Les costumes de Mélisande – signés Olga Karpinsky – participent de ce réseau de significations complexes : issue nue d’une sorte d’hologramme né du gouffre, projeté sur une nuée, elle est d’abord une garçonne en doudoune à capuche et brodequins, puis féminine en robe fuseau rouge et escarpins avec lesquels elle marche difficilement, ensuite quasi-nue en pull rouge et pieds nus, puis elle se mue en double de Pelléas avec chemise blanche et pantalon noir, lui se transformant ensuite en double de Golaud, avec un costume entièrement noir, quand sa fin approche, sa mort devenant comme un geste de suicide pour le demi-frère fratricide. Elle meurt couchée dans une couverture de plastique, et un enfant au pull rouge symbolise finalement sa survie sous une autre forme après sa mort. Ainsi la figure de Mélisande, aux cheveux ici courts et quasi masculins, échappe-t-elle à la représentation habituelle de la mystérieuse jeune fille à la longue chevelure sexuée, pour devenir un objet fuyant, en perpétuelle métamorphose, bien plus complexe que l’habituelle jeune femme à l’évanescence floue.

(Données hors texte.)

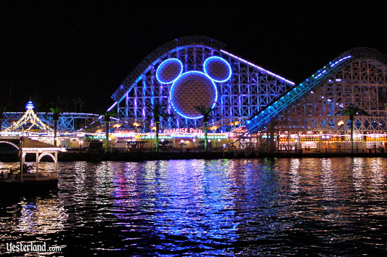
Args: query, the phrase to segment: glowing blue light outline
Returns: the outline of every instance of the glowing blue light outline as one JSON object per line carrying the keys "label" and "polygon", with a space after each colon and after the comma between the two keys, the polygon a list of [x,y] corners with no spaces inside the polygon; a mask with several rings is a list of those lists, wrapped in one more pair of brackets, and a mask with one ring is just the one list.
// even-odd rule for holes
{"label": "glowing blue light outline", "polygon": [[[161,79],[160,78],[159,78],[159,70],[160,70],[160,69],[165,64],[165,62],[167,62],[167,61],[169,61],[172,60],[177,60],[177,61],[179,62],[179,63],[180,63],[180,72],[179,73],[179,75],[177,75],[177,76],[176,77],[176,78],[174,80],[172,80],[169,82],[167,82],[166,81],[163,81],[161,80]],[[181,61],[177,58],[169,58],[167,59],[166,60],[165,60],[162,62],[161,62],[159,66],[159,67],[157,67],[157,70],[156,70],[156,79],[159,82],[160,82],[160,83],[162,84],[167,84],[173,83],[173,82],[177,80],[177,79],[179,78],[179,77],[181,76],[181,73],[182,72],[183,72],[183,63],[181,62]]]}
{"label": "glowing blue light outline", "polygon": [[32,103],[32,101],[28,101],[28,102],[26,104],[25,108],[27,110],[32,110],[35,108],[35,106]]}
{"label": "glowing blue light outline", "polygon": [[179,115],[181,116],[187,118],[187,119],[199,119],[200,118],[202,118],[203,117],[203,115],[199,116],[198,117],[190,117],[189,116],[186,116],[182,113],[181,113],[180,111],[179,111],[177,108],[175,106],[175,105],[173,104],[173,101],[172,100],[172,94],[173,92],[173,89],[174,89],[175,85],[176,85],[176,83],[180,80],[182,78],[183,78],[184,76],[187,74],[189,74],[191,73],[197,73],[198,74],[201,74],[202,75],[204,75],[206,77],[207,77],[208,79],[210,79],[210,81],[212,83],[212,85],[214,86],[214,88],[215,89],[215,99],[214,101],[214,104],[212,105],[212,106],[211,106],[211,108],[214,108],[215,105],[216,105],[216,101],[218,100],[218,88],[216,87],[216,85],[215,85],[215,83],[214,82],[214,80],[213,80],[209,76],[207,75],[206,74],[204,73],[204,72],[199,72],[198,71],[191,71],[190,72],[187,72],[183,73],[181,75],[180,75],[177,80],[176,80],[174,82],[173,84],[172,85],[172,86],[171,87],[171,89],[169,90],[169,102],[171,103],[171,106],[172,106],[173,110],[176,112]]}
{"label": "glowing blue light outline", "polygon": [[[206,67],[207,67],[206,64],[207,64],[207,62],[210,59],[219,59],[223,61],[224,62],[225,62],[227,65],[227,67],[228,67],[228,70],[229,70],[229,71],[230,72],[229,74],[228,74],[228,76],[227,77],[227,79],[226,79],[225,80],[216,80],[216,79],[214,79],[213,78],[211,78],[211,76],[210,76],[210,74],[209,74],[207,72],[207,69],[206,69]],[[203,63],[203,70],[204,70],[204,73],[206,74],[207,74],[207,75],[208,75],[210,78],[211,78],[212,80],[213,80],[214,81],[215,81],[216,82],[219,82],[220,83],[221,83],[222,82],[225,82],[226,81],[227,81],[227,80],[230,79],[230,78],[231,78],[231,74],[232,74],[232,72],[231,72],[231,66],[230,65],[230,64],[228,62],[227,62],[227,61],[226,60],[225,60],[224,59],[223,59],[221,57],[219,57],[219,56],[211,56],[211,57],[209,57],[208,58],[206,59],[206,60],[204,61],[204,63]]]}

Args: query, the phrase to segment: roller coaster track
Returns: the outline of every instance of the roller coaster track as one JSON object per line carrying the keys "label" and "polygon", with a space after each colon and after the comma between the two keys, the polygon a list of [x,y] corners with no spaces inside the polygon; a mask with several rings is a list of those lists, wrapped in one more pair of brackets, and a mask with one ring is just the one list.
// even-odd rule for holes
{"label": "roller coaster track", "polygon": [[343,53],[303,83],[293,87],[274,99],[266,107],[246,120],[245,124],[248,131],[250,133],[255,133],[263,129],[281,112],[310,93],[314,88],[327,80],[333,72],[345,66],[352,57],[352,55],[349,52]]}

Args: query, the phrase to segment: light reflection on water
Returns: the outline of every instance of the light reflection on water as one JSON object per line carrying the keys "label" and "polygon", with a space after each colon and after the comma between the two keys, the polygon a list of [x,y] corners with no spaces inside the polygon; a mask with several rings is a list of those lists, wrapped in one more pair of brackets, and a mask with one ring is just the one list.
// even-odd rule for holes
{"label": "light reflection on water", "polygon": [[359,158],[60,163],[58,191],[3,197],[0,253],[45,241],[65,255],[381,255],[385,167]]}

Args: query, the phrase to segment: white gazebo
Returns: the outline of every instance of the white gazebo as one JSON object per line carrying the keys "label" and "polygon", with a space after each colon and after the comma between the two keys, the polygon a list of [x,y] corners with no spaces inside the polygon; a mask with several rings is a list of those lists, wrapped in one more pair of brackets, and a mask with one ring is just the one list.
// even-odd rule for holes
{"label": "white gazebo", "polygon": [[[60,147],[54,146],[49,144],[33,140],[27,137],[20,138],[20,154],[21,156],[20,161],[20,179],[26,180],[45,180],[57,179],[57,163],[58,152],[65,152],[66,149]],[[25,156],[27,154],[35,154],[35,174],[27,173],[26,170],[23,170],[25,162]],[[50,156],[54,162],[53,172],[41,173],[39,170],[39,162],[43,156]]]}

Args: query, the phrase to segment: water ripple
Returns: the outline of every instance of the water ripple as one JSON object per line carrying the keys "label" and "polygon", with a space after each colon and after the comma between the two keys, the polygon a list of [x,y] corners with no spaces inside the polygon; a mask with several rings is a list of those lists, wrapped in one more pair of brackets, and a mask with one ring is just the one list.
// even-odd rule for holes
{"label": "water ripple", "polygon": [[359,158],[60,163],[57,191],[0,202],[0,253],[44,241],[64,255],[384,255],[385,167]]}

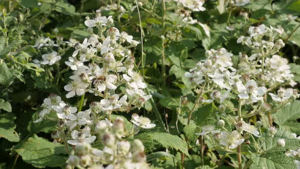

Une distribution imparfaite, mais de haute volée

Pour habiter un tel personnage, il fallait une chanteuse-actrice de premier plan : nous la tenons avec Vannina Santoni, capable d’incarner ce petit oiseau chétif et bousculé, trop vivant, trop lumineux pour avoir le droit de vivre dans cet univers froid où l’aqueux au minéral se joint. L’intensité de son regard, quand elle fait face au spectateur durant une bonne partie du cinquième acte, avec son pull de travers sur une épaule, est sidérant. Vocalement, elle prend le contre-pied d’une tradition établie de Mélisande mezzo ou soprano II pastel. La franchise de son émission, la pulpe voire la chair du timbre, en font l’incarnation de cet OVNI qu’Allemonde ne peut supporter. Entre chair et lumière, son timbre offre une palette de nuances remarquable, tantôt dans un aigu flottant d’un éclat  irradiant (« Mes longs cheveux descendent de la tour »), tantôt comme une étoile qui s’éteint (« Mais il ne m’aime plus »). Elle est bien dans la scène de la tour cette voix « plus fraîche et plus franche que l’eau », comme le dit Pelléas, idéalement projetée dans son évocation des saints, quoiqu’aucun vibrato intempestif ne vienne troubler la précision de son trait. Quel art des reflets dans la scène de l’aveu, où l’éclat de cette voix semble encore se déliter progressivement, jusqu’à une poignante iridescence (« jusqu’à ce que le soleil soit au fond de la mer ») ! L’actrice est d’une d’une présence vulnérable et fascinante (quelle direction d’acteurs, comme pour tous les autres protagonistes!)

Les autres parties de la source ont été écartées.